Archive pour November, 2010

Reach out and touch someone

29 November 2010

The debate on the pertinence of classical music has become tiresome to say the least. Is it still possible for the classical performers to reach out and touch the young? Is there a way to make classical music more accessible to all without toning it down too much? There has to be a way, of course! Audio engineer, composer and guitarist Josh McNeill is fed up with all this non-sense and takes a stand in a recent post on his blog.

“The implication here being that young people simply can’t hear the greatness that is classical music. The music is simply too complex for their dumbed down ears. This sort of statement doesn’t seem to phase the classical audience that will likely be reading it but anyone who’s not already in that circle is probably going to feel, as I did, that this is a bit of a shot at those who listen to popular music.

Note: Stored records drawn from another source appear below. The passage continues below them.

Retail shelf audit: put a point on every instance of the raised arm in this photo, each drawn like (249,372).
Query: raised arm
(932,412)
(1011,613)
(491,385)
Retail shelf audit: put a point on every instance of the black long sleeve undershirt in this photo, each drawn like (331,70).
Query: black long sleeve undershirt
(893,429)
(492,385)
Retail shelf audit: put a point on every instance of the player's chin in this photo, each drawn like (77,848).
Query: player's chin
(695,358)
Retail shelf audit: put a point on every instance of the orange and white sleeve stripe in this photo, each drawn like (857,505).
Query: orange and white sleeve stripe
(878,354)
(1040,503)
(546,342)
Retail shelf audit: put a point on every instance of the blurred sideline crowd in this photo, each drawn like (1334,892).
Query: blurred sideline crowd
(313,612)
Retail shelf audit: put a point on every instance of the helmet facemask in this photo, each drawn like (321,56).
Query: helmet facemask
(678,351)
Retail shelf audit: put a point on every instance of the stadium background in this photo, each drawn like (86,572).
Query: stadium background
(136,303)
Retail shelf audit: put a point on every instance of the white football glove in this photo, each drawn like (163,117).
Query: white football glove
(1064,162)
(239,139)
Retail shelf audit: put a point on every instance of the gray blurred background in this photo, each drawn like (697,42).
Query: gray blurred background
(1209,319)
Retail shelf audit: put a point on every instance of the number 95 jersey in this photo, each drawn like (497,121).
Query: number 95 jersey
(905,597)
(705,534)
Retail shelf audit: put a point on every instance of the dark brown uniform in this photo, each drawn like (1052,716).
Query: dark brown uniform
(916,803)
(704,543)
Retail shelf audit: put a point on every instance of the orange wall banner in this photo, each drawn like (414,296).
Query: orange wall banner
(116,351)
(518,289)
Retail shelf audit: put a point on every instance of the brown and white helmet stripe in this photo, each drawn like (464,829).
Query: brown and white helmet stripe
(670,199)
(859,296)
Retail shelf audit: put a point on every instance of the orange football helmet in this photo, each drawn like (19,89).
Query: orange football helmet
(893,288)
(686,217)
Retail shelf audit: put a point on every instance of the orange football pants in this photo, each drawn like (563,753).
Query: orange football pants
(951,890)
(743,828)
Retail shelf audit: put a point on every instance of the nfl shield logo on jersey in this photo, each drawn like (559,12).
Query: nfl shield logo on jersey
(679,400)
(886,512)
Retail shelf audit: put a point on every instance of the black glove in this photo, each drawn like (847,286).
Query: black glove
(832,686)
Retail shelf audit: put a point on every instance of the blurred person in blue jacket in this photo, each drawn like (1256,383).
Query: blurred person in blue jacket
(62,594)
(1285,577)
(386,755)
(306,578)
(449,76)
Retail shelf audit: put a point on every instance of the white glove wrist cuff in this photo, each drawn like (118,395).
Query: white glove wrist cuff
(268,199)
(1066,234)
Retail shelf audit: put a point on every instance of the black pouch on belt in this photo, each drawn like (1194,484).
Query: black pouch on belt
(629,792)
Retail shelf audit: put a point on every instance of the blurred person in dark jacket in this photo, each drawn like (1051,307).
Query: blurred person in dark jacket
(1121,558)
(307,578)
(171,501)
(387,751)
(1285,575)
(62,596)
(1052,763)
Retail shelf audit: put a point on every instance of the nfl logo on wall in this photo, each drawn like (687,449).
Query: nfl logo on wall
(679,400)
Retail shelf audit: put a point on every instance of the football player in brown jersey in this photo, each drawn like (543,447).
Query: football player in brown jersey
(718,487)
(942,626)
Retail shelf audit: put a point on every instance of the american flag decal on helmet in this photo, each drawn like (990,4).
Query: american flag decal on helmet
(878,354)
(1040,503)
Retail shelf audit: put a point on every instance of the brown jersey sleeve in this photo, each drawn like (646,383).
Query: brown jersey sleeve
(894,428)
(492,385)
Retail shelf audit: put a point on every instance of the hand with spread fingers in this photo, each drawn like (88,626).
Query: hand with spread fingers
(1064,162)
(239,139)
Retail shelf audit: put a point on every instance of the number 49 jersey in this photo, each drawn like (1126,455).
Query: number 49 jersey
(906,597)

The intentions in all of this are great. We need more people asking questions about why the classical audience is aging and trying to find out what will keep this tradition vibrant but it’s at least a little ironic to me that the very people doing this tend to perpetuate some really bad PR. It’s all seems to add up to people asking, “How can we get people to step up to our level?” As opposed to asking, “How can we make ourselves relevant to a world that doesn’t even know we’re here anymore?””

You can read it all here…

Maybe you’ll also want to consider the new reading of Bach’s Well-Tempered Clavier by German breakdancers Flying Steps, performing tonight and tomorrow night at St. James United Church?

Food and Opera

26 November 2010

You love opera and are an admitted gourmet? Do your tastebuds get excited when there is mention of food or if there is a banquet in an opera scene? This game is for you (and may not be as easy as it looks).

You’ll get to listen to six unidentified excerpts from the operatic stage. Then you can match each food-focused morsel with the correct culinary image. Have fun here…

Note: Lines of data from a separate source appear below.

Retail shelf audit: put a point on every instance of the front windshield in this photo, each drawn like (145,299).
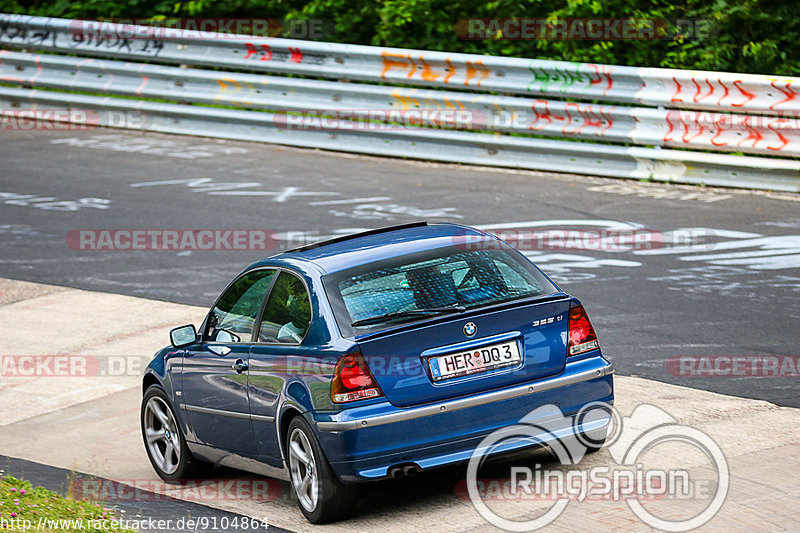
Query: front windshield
(439,279)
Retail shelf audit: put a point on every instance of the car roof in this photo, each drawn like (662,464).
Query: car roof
(360,249)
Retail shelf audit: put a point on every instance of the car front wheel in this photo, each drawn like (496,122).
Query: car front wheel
(165,444)
(321,496)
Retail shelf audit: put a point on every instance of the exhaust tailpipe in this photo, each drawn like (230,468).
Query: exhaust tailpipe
(410,470)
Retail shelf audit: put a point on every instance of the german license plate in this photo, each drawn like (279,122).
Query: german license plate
(474,361)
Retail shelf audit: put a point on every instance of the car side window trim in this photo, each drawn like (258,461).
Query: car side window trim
(259,318)
(207,323)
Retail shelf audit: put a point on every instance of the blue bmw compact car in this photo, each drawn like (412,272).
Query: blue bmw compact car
(367,357)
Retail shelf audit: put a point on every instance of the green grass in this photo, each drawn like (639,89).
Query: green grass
(24,507)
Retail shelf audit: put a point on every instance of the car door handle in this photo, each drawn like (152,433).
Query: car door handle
(219,350)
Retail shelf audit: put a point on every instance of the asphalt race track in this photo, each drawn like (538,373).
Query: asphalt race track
(722,278)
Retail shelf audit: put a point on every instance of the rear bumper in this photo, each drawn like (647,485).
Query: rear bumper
(364,442)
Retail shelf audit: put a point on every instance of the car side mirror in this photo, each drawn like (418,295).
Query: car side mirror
(183,336)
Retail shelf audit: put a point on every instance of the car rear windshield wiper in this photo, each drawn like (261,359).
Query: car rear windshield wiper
(410,312)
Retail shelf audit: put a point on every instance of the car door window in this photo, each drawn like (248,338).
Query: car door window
(234,315)
(288,312)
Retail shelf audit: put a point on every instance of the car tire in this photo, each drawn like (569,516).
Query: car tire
(163,439)
(593,441)
(322,498)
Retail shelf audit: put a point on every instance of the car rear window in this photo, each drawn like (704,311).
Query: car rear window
(441,278)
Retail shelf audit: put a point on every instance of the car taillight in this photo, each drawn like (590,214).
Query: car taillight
(582,337)
(352,380)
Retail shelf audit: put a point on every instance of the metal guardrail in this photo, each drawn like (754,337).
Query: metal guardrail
(610,123)
(751,114)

Violinist Timothy Chooi wins the OSM Competition

24 November 2010

Last weekend, the 71st edition (for strings and harp) of the OSM Standard Life Competition came to an end. The 16-year-old violinist Timothy Chooi was named the Grand Prize winner. Yesterday, he performed the Sibelius Violin concerto twice with the OSM: first as part of a concert last night and earlier the same day, at an open dress rehearsal for a student audience.

A new feature at the Competition this year: in the framework of a “mentoring” component, 11 OSM musicians spent time with the 20 semi-finalist candidates this year. The young musicians taking part in the rounds were able to benefit from professional musicians’ support and advice, a happy contact adding even more to what is already the enriching and educational experience of the OSM Standard Life Competition.

Saint Cecilia

22 November 2010

November 22, St. Cecilia’s Day, patron saint of musicians. But who is this mysterious St. Cecilia?

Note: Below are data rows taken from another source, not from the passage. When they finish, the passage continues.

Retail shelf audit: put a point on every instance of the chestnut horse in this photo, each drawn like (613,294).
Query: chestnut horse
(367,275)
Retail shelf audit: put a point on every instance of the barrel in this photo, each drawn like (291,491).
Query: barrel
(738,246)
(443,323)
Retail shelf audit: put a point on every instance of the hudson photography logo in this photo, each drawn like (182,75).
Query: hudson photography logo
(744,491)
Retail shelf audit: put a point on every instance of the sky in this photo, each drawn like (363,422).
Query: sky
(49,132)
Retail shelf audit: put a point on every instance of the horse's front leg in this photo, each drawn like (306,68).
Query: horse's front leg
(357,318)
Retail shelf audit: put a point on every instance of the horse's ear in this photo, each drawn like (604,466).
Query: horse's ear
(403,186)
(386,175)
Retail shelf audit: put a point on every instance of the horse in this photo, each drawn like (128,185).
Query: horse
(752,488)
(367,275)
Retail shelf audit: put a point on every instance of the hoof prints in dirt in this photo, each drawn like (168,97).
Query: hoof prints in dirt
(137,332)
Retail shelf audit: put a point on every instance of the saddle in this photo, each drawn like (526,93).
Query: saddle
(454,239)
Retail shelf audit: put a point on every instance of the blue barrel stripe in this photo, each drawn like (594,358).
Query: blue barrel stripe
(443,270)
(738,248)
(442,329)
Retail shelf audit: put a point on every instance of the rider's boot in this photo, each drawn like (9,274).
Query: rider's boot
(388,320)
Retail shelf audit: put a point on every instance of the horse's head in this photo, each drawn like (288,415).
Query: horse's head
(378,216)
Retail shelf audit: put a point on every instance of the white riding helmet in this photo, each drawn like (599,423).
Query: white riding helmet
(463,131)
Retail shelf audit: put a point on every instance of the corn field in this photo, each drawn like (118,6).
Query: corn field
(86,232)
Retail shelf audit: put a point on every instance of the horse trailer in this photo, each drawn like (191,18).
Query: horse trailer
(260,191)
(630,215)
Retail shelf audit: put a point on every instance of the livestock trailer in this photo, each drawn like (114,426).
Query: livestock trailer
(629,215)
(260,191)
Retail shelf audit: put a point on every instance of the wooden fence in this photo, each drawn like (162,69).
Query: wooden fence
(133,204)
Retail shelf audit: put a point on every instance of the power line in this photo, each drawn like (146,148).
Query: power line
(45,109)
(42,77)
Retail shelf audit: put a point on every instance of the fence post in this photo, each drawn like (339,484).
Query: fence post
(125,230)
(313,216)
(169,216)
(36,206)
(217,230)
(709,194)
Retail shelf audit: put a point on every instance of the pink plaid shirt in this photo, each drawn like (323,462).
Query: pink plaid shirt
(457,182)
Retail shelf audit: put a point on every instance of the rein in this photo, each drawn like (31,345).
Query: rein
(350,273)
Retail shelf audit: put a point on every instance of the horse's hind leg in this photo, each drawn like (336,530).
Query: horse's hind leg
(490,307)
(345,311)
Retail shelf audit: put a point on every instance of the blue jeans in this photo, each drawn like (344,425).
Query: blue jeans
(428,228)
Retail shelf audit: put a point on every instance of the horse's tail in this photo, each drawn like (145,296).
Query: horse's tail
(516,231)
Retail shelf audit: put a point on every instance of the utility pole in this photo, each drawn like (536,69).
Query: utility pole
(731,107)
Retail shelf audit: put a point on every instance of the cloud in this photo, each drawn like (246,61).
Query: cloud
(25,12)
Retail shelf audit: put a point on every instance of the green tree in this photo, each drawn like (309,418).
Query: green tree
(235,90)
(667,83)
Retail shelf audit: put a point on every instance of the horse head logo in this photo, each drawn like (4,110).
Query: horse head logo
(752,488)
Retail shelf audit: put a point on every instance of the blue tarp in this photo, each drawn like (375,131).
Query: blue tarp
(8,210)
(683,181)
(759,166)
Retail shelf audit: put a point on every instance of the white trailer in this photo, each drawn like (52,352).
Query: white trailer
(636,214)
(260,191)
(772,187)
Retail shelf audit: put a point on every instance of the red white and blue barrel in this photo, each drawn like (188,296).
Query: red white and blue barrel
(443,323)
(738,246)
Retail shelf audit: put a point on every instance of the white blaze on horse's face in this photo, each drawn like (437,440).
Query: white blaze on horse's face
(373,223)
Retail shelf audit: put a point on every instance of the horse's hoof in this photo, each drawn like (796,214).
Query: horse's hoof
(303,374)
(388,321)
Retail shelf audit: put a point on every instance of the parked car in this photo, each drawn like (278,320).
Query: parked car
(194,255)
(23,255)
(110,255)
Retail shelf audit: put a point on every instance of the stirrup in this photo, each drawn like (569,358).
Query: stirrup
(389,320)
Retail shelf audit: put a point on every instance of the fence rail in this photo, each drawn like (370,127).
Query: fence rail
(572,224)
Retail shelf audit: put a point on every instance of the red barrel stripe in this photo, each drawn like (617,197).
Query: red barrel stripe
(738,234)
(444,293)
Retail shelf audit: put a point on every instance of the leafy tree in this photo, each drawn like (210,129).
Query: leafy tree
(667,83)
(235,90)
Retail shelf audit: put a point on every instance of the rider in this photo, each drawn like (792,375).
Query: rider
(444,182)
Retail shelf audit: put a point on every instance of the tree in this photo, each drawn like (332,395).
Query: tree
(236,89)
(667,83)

Partly built on legends, the story of St. Cecilia is known since the Cecilia Passion, written in 535. Born into a noble Roman family, Cecilia possessed grace, beauty and was gifted in the arts, with a special talent for music. Very young, she decided to devote her life to God and vowed to remain a virgin. Married against her will to a pagan named Valerian, she convinced her husband that she was accompanied by an angel watching over her. “If you touch me in the context of marriage, he’ll get angry and you will suffer. If you respect my decision, he will love you as he loves me.” Valerian accepted the deal, dazzled by the strenght of his wife’s faith. With the aid of Pope Urbain St, Cecilia managed to convert her husband to Christianity and, once baptized, he can see that when she is praying, an angel with wings of fire stands next to her. Their happiness would be shortlived, since cruel persecution by the emperor Marcus Aurelius sealed their fate.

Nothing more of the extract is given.